Yossel (Joe Kubert, RW Uitgeverij, 2015)

Wat bezielt een tekenaar om zichzelf een nieuwe jeugd te geven in een stripverhaal als hij er een van de grootste misdaden tegen de menselijkheid in ondergaat? De vraag stellen, is ze beantwoorden, maar na het dichtklappen van Yossel zijn we er te murw door geslagen. Hoewel de in 1926 in Polen geboren Joe Kubert zich een what if?-jeugd toebedeeld, zijn de omstandigheden die hij minutieus beschrijft helaas geen fictie.

Joe Kubert was amper twee maanden jong toen zijn Joodse ouders met zijn zus naar de States emigreerden. Het scheelde niet veel of het gezin werd de toelating op Amerikaans gebied ontzegd. In Yossel stelt Joe zich de vraag wat er zou gebeurd zijn als zijn familie in Warschau was gebleven.

In 1941 overkomt de dertienjarige Yossel wat er met zoveel andere Joden in de stad gebeurde: ze werden door de nazi's samengedreven in een getto "voor hun eigen bescherming". Het was de eerste stap naar de uitroeiing van de Joden. Maar de nazi's hebben het wel voor Yossel wiens tekeningen van superhelden — Übermenschen in hun ogen — in de smaak vallen. Yossel krijgt extra voedsel toegespeeld dat hij deelt met zijn familie. Ondertussen legt hij het dagelijks leven, of eerder de honger, de ontberingen, de ziektes, de sterfgevallen en het geweld in het getto op papier vast. Zijn tekentalent redt hem van de deportatie, maar zijn familie verdwijnt naar Auschwitz. Door een ontsnapte gevangene uit dat concentratiekamp leert Yossel wat er met zijn familie en andere gedeporteerden gebeurt. De in het getto overgebleven Joden hebben er al wel over gehoord, maar de details kenden ze niet. En die details zijn afgrijselijk. Yossel sluit zich vervolgens aan bij een groepje dat de bewoners van het getto overtuigt om zich te verzetten. Op 19 april 1943 volgt er een opstand, een strijd die ze niet kunnen winnen. 

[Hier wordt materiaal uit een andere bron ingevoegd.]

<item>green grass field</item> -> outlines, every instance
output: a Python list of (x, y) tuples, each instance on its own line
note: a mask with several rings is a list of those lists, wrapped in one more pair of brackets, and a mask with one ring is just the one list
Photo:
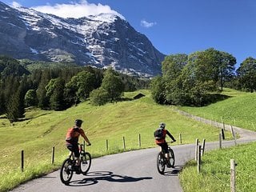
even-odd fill
[[(230, 98), (205, 107), (180, 107), (190, 114), (255, 131), (255, 93), (225, 89)], [(184, 192), (230, 191), (230, 159), (236, 166), (236, 191), (256, 191), (256, 142), (217, 150), (202, 157), (200, 174), (190, 161), (179, 175)]]
[(188, 113), (219, 122), (256, 130), (256, 94), (224, 89), (229, 98), (203, 107), (180, 107)]
[[(65, 146), (66, 132), (76, 118), (84, 120), (82, 127), (92, 142), (87, 150), (94, 158), (123, 151), (123, 137), (126, 150), (140, 148), (139, 134), (141, 148), (155, 147), (153, 132), (160, 122), (166, 123), (166, 129), (178, 140), (176, 144), (179, 134), (183, 144), (193, 143), (196, 138), (206, 138), (206, 142), (218, 139), (217, 128), (183, 117), (170, 106), (155, 104), (148, 90), (140, 92), (146, 96), (103, 106), (92, 106), (90, 102), (86, 102), (61, 112), (28, 109), (26, 120), (14, 125), (2, 117), (0, 191), (58, 168), (68, 154)], [(132, 98), (138, 93), (126, 93), (124, 97)], [(230, 134), (227, 134), (227, 137), (230, 138)], [(51, 165), (53, 146), (55, 148), (54, 165)], [(25, 156), (22, 173), (22, 150)]]

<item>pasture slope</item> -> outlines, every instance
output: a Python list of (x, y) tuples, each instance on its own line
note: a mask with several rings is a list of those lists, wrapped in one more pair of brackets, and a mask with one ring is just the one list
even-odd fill
[[(2, 117), (0, 190), (12, 189), (59, 167), (67, 154), (63, 142), (66, 130), (75, 118), (85, 120), (83, 126), (93, 143), (88, 150), (94, 158), (123, 151), (124, 138), (126, 151), (155, 146), (152, 133), (159, 122), (165, 122), (176, 138), (182, 134), (183, 144), (194, 143), (195, 138), (206, 138), (207, 142), (218, 139), (219, 130), (183, 117), (171, 107), (154, 103), (148, 90), (139, 92), (146, 96), (100, 107), (85, 102), (62, 112), (27, 110), (26, 119), (12, 126)], [(138, 93), (127, 93), (125, 98), (131, 98)], [(6, 129), (11, 130), (13, 139), (5, 139), (8, 137)], [(142, 138), (141, 146), (138, 144), (138, 135)], [(226, 138), (231, 138), (226, 132)], [(106, 139), (110, 145), (108, 151)], [(52, 146), (55, 146), (56, 151), (54, 165), (50, 164)], [(14, 158), (20, 156), (21, 150), (24, 150), (26, 157), (23, 173), (20, 172), (19, 158)]]

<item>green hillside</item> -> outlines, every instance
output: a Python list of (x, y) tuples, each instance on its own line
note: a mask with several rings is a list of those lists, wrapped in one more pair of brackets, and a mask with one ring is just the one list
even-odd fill
[(188, 113), (226, 124), (256, 130), (256, 94), (224, 89), (229, 98), (203, 107), (180, 107)]
[[(131, 100), (138, 93), (146, 97)], [(178, 144), (179, 134), (182, 143), (193, 143), (198, 138), (207, 142), (218, 140), (219, 130), (181, 116), (170, 106), (155, 104), (148, 90), (126, 93), (124, 102), (93, 106), (82, 102), (65, 111), (28, 109), (24, 121), (10, 125), (0, 118), (0, 191), (57, 169), (67, 156), (65, 136), (67, 128), (76, 118), (84, 120), (82, 127), (92, 142), (87, 150), (94, 158), (123, 151), (122, 138), (126, 150), (154, 147), (154, 130), (160, 122), (174, 134)], [(226, 134), (227, 138), (231, 138)], [(106, 139), (109, 150), (106, 151)], [(80, 141), (82, 142), (82, 141)], [(51, 150), (55, 147), (55, 163), (51, 165)], [(21, 172), (21, 150), (25, 154), (25, 171)]]
[[(190, 114), (255, 131), (255, 93), (225, 89), (229, 98), (204, 107), (180, 107)], [(200, 174), (195, 161), (186, 163), (179, 175), (185, 192), (230, 191), (230, 159), (236, 166), (236, 191), (255, 191), (256, 142), (216, 150), (202, 156)]]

De aanpak om bij potloodtekeningen (alsof ze werkelijk uit een schetsboek komen) tekstkaders te plaatsen waardoor rechtstreekse dialogen uitgeschakeld zijn, kostte ons een zekere aanlooptijd om in het verhaal te komen. Die keuze van de auteur motiveerde ons aanvankelijk niet om aan de 128 pagina's te beginnen. Van zodra de Joden echter worden samengedreven in het getto en de ontberingen beginnen, maakt het niet meer uit op welke manier de gebeurtenissen worden verteld. Je zit ineens op de eerste rij, met je neus zo dicht op de geschetste situaties dat het je ongemakkelijk maakt omdat je alleen maar machteloos kan toekijken. Er is geen hoop, werkelijk geen. Uitzichtloosheid zonder overlevenden, dat weet je uit talloze andere verhalen, documentaires, geschiedenisboeken, enzovoort. Yossel is Kuberts eigen bijdrage aan de geschiedschrijving, een bijzonder plastische vertelling die je gemoedsrust op de proef stelt. De actualiteit leert ons helaas dat de mens hardleers is.

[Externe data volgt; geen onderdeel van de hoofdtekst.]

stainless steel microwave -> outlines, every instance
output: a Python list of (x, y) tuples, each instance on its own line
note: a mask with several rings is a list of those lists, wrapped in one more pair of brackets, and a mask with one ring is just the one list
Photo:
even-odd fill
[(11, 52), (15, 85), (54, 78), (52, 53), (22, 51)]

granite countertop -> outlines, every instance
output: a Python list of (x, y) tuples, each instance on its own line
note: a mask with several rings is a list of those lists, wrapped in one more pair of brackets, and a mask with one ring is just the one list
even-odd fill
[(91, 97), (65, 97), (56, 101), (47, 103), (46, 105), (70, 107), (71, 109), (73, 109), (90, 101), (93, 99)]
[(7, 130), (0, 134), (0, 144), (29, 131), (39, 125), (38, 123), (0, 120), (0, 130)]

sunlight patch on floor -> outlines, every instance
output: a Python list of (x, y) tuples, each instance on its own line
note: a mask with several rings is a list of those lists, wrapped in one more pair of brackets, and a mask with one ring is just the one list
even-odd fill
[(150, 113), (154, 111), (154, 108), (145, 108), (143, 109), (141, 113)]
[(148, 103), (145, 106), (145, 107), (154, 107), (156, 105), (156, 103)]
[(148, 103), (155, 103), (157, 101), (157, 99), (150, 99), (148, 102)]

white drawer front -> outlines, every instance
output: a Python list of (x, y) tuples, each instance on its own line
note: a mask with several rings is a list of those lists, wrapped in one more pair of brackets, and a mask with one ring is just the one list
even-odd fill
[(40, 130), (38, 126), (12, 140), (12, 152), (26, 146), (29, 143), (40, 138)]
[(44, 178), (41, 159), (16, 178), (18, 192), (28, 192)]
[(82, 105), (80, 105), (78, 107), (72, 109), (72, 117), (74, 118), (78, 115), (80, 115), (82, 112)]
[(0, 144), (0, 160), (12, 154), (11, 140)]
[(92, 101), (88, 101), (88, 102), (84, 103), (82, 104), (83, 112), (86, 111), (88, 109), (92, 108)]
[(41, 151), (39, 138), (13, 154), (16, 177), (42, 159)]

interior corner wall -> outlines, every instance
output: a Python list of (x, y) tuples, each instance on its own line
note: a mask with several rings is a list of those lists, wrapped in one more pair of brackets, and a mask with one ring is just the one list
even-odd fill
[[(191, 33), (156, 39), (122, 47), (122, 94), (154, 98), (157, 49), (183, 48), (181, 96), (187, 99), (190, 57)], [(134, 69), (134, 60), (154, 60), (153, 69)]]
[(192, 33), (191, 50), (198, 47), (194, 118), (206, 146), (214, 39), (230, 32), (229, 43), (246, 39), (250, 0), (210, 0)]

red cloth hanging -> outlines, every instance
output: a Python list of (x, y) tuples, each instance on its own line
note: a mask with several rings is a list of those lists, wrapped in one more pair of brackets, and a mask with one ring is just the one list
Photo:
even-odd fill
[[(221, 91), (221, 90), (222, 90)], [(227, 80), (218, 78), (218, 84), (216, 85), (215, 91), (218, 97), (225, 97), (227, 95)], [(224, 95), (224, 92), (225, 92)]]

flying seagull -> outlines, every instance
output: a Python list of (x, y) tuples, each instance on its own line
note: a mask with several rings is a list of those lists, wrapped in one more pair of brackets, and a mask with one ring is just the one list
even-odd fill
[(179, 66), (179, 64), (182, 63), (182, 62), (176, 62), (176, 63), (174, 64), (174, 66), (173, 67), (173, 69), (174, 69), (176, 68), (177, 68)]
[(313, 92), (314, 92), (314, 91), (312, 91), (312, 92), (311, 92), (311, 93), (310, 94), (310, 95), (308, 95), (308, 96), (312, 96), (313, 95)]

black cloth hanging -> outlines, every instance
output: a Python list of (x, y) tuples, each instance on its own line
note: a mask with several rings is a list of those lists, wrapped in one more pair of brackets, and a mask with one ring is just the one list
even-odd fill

Het Verslag van Brodeck (Manu Larcenet naar de roman van Philippe Claudel, Dargaud, 2 delen, 2017

Wie in een klein dorp is opgegroeid, kent het gevoel. Het gevoel dat iedereen iedereen kent en dat het dorp, de gemeenschap, een entiteit op zichzelf is. En niet noodzakelijk een goedaardige entiteit. Brodeck zal dit beamen.

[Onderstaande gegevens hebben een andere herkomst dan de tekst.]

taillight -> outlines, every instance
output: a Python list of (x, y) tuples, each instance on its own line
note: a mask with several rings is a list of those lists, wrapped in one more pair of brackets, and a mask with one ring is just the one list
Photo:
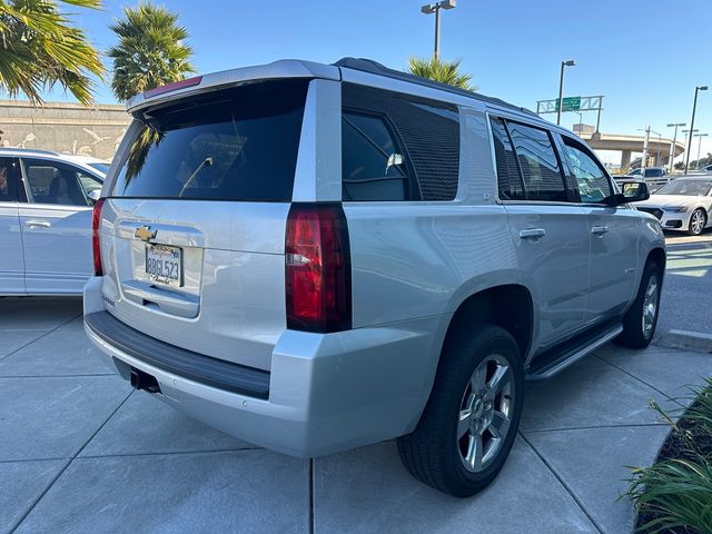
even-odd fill
[(103, 276), (103, 269), (101, 268), (101, 243), (99, 243), (99, 226), (101, 225), (101, 207), (103, 206), (103, 198), (97, 200), (93, 205), (93, 212), (91, 214), (91, 248), (93, 249), (93, 274), (96, 276)]
[(285, 246), (287, 328), (352, 327), (348, 228), (340, 204), (293, 204)]

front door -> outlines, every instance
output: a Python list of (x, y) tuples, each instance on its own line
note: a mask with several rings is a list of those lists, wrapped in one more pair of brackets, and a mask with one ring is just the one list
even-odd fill
[(0, 158), (0, 295), (24, 293), (22, 237), (18, 217), (20, 165), (16, 158)]
[(28, 204), (20, 206), (29, 294), (80, 294), (93, 271), (87, 172), (62, 161), (23, 158)]
[(517, 264), (538, 313), (534, 344), (546, 347), (581, 328), (589, 288), (589, 226), (571, 201), (546, 130), (491, 120), (500, 199), (505, 205)]
[(586, 212), (591, 243), (591, 280), (586, 322), (620, 315), (633, 298), (637, 269), (640, 217), (627, 205), (612, 206), (611, 178), (596, 157), (580, 141), (563, 137), (563, 154), (575, 178)]

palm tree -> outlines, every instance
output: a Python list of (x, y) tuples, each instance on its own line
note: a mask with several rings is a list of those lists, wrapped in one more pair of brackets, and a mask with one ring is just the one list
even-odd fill
[(195, 72), (192, 50), (182, 42), (188, 30), (178, 24), (178, 13), (150, 2), (123, 12), (126, 18), (111, 26), (119, 43), (108, 52), (113, 59), (111, 89), (119, 100)]
[[(99, 9), (101, 0), (61, 0)], [(41, 103), (41, 92), (59, 83), (85, 105), (93, 101), (95, 82), (105, 69), (82, 30), (56, 2), (0, 0), (0, 89)]]
[(468, 91), (476, 91), (476, 86), (471, 86), (471, 75), (459, 72), (459, 63), (462, 59), (455, 61), (443, 61), (441, 59), (408, 59), (408, 70), (412, 75), (419, 76), (421, 78), (429, 78), (431, 80), (441, 81), (451, 86), (466, 89)]

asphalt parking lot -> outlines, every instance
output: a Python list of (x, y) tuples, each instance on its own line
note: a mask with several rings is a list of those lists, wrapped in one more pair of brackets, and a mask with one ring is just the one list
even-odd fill
[[(698, 256), (680, 268), (700, 276), (669, 273), (661, 326), (685, 320), (675, 277), (712, 277)], [(188, 419), (103, 367), (80, 315), (76, 298), (0, 299), (0, 532), (630, 533), (625, 466), (666, 434), (649, 399), (712, 374), (710, 354), (596, 350), (528, 387), (503, 472), (461, 501), (411, 478), (392, 442), (310, 462)]]

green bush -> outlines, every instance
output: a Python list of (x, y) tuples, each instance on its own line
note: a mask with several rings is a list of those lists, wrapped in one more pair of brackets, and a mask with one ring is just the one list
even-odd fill
[(639, 513), (635, 532), (712, 533), (712, 377), (691, 392), (688, 409), (665, 413), (651, 402), (671, 433), (655, 465), (633, 468), (629, 481), (625, 495)]

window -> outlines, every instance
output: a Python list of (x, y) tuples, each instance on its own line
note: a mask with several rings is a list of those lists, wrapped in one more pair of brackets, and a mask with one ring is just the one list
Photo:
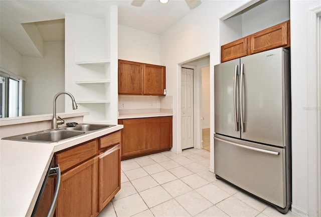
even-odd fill
[(0, 118), (23, 115), (23, 85), (22, 79), (0, 71)]

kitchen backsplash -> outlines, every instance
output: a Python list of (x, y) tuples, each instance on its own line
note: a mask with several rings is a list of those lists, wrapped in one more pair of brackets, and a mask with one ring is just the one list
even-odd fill
[(173, 110), (173, 96), (158, 96), (119, 95), (118, 110)]

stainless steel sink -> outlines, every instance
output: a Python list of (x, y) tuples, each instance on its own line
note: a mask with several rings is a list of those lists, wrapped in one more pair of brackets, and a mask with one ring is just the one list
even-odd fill
[(2, 138), (2, 140), (33, 142), (56, 143), (70, 138), (89, 134), (95, 130), (111, 128), (115, 125), (80, 124), (75, 126), (48, 130)]
[(84, 134), (85, 134), (85, 132), (81, 131), (53, 130), (27, 136), (23, 136), (22, 139), (32, 141), (56, 142)]
[(80, 124), (77, 124), (75, 126), (64, 128), (64, 129), (68, 130), (93, 131), (98, 130), (104, 129), (105, 128), (109, 128), (114, 126), (115, 126), (115, 125)]
[(85, 133), (86, 132), (83, 131), (71, 131), (57, 129), (14, 136), (2, 139), (33, 142), (55, 143), (72, 137), (82, 135)]

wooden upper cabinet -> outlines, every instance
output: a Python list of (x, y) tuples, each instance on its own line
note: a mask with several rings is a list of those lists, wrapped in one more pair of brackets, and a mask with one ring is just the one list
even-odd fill
[(118, 94), (164, 95), (166, 68), (118, 60)]
[(247, 37), (243, 38), (221, 46), (221, 62), (245, 56), (247, 54)]
[(141, 94), (143, 64), (118, 60), (118, 94)]
[(165, 66), (144, 64), (143, 94), (163, 95), (166, 89)]
[(221, 62), (290, 45), (290, 20), (287, 20), (222, 46)]
[(250, 54), (276, 48), (290, 46), (290, 20), (250, 36)]

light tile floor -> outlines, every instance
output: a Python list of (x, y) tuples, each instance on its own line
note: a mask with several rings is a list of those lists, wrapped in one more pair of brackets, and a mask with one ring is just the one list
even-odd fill
[(209, 164), (210, 152), (194, 148), (122, 161), (121, 190), (99, 216), (297, 216), (217, 180)]

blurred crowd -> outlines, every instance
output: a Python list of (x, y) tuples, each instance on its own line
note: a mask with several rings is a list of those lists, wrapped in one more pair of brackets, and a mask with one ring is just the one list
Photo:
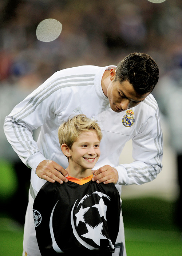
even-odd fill
[[(48, 18), (62, 24), (62, 33), (52, 42), (39, 41), (37, 26)], [(171, 112), (174, 109), (174, 115), (182, 116), (181, 0), (157, 4), (147, 0), (3, 0), (0, 38), (0, 159), (11, 163), (17, 176), (20, 170), (26, 172), (25, 167), (3, 129), (4, 118), (13, 107), (58, 70), (82, 65), (117, 65), (134, 52), (149, 54), (159, 66), (159, 84), (153, 94), (162, 114), (167, 120), (173, 118), (169, 127), (171, 136), (177, 135), (174, 127), (179, 128), (178, 149), (176, 143), (171, 145), (177, 155), (182, 155), (182, 120)], [(181, 94), (174, 109), (169, 103), (170, 87), (170, 93)], [(30, 172), (26, 172), (29, 181)], [(25, 174), (23, 178), (20, 182), (25, 183)]]

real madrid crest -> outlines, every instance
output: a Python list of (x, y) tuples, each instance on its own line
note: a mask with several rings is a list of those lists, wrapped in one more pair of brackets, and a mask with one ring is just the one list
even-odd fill
[(131, 109), (128, 109), (126, 113), (126, 114), (123, 117), (122, 123), (126, 127), (130, 127), (135, 123), (135, 119), (133, 116), (134, 112)]

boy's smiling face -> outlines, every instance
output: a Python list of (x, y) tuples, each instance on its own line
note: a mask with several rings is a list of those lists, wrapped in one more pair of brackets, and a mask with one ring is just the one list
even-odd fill
[(70, 167), (77, 171), (91, 169), (100, 157), (99, 146), (100, 142), (94, 130), (82, 132), (69, 150)]

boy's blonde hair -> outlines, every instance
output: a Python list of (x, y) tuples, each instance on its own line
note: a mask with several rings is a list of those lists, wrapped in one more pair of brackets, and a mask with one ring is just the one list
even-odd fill
[(96, 121), (87, 117), (84, 114), (79, 114), (61, 124), (58, 129), (58, 138), (60, 146), (65, 143), (70, 149), (74, 143), (82, 132), (94, 130), (100, 141), (102, 134)]

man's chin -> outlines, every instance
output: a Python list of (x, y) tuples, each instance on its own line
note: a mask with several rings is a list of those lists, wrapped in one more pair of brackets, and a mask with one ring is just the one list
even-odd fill
[(111, 106), (111, 109), (112, 110), (114, 111), (114, 112), (116, 112), (116, 113), (120, 113), (123, 111), (123, 110), (119, 110), (119, 109), (117, 109), (116, 108), (116, 107), (115, 105), (113, 105), (112, 106)]

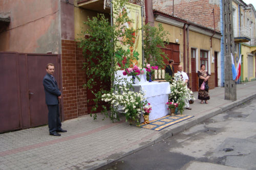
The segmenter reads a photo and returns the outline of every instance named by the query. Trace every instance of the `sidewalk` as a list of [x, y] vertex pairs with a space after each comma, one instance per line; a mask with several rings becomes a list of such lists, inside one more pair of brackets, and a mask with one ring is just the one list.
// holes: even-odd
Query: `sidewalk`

In een geïsoleerd dorp, aan de Frans-Duitse grens, likt de mensheid haar wonden. Zeer verse wonden, want de Tweede Wereldoorlog is nog maar net gestopt met razen. Die oorlog heeft Brodeck opgekauwd, vermalen en geradbraakt, maar hij heeft het overleefd. Ten koste van zijn menselijkheid zou je kunnen zeggen. De horror van de kampen is net dat: het ontnemen van de mens zijn menselijkheid, hem reduceren tot beest. Tesamen met een oude vrouw, zijn echtgenote die weemoedige vreemde liederen zingt en zijn dochter woont hij in een huis net buiten het dorp. Getraumatiseerd, angstig. Wanneer een vreemdeling, "de anderer", in het dorp vermoord wordt, dwingt de gemeenschap Brodeck om hier verslag van te maken. Brodeck besluit twee versies te maken: één voor het dorp en één met de waarheid die wij hier te lezen krijgen.

Manu Larcenet verstript de bejubelde roman van Philippe Claudel met verweerde koppen, angstsfeer en claustrofobie. Hij neemt de tijd om in te zoomen op de details. En dat aan een uiterst traag tempo en met grote stijl. Verstilling en somberheid zijn hier sleutelwoorden. De verticale pagina's zijn meer dan een gimmick, ze dwingen onze blik om kleiner te kijken, om haast gebukt onder het lijden van Brodeck deze krasserige pentekeningen tot ons te nemen.

Mijn Oorlog (Tiburce Oger naar de getuigenissen van Guy-Pierre Gautier, Microbe, 2018)

Mijn Oorlog is het hoogstpersoonlijke verhaal van Guy-Pierre Gautier, een bejaarde man, getekend door het leven, gekraakt door het ergste wat dat leven te bieden heeft, maar een overlever aan het eind. Wie deze biografische vertelling leest, begeeft zich in het leven van een Holocaustoverlever. Verwacht dus geen makkelijk verteerbare brok. Hier zal je behoorlijk op moeten kauwen en vooral een aantal keer flink moeten slikken.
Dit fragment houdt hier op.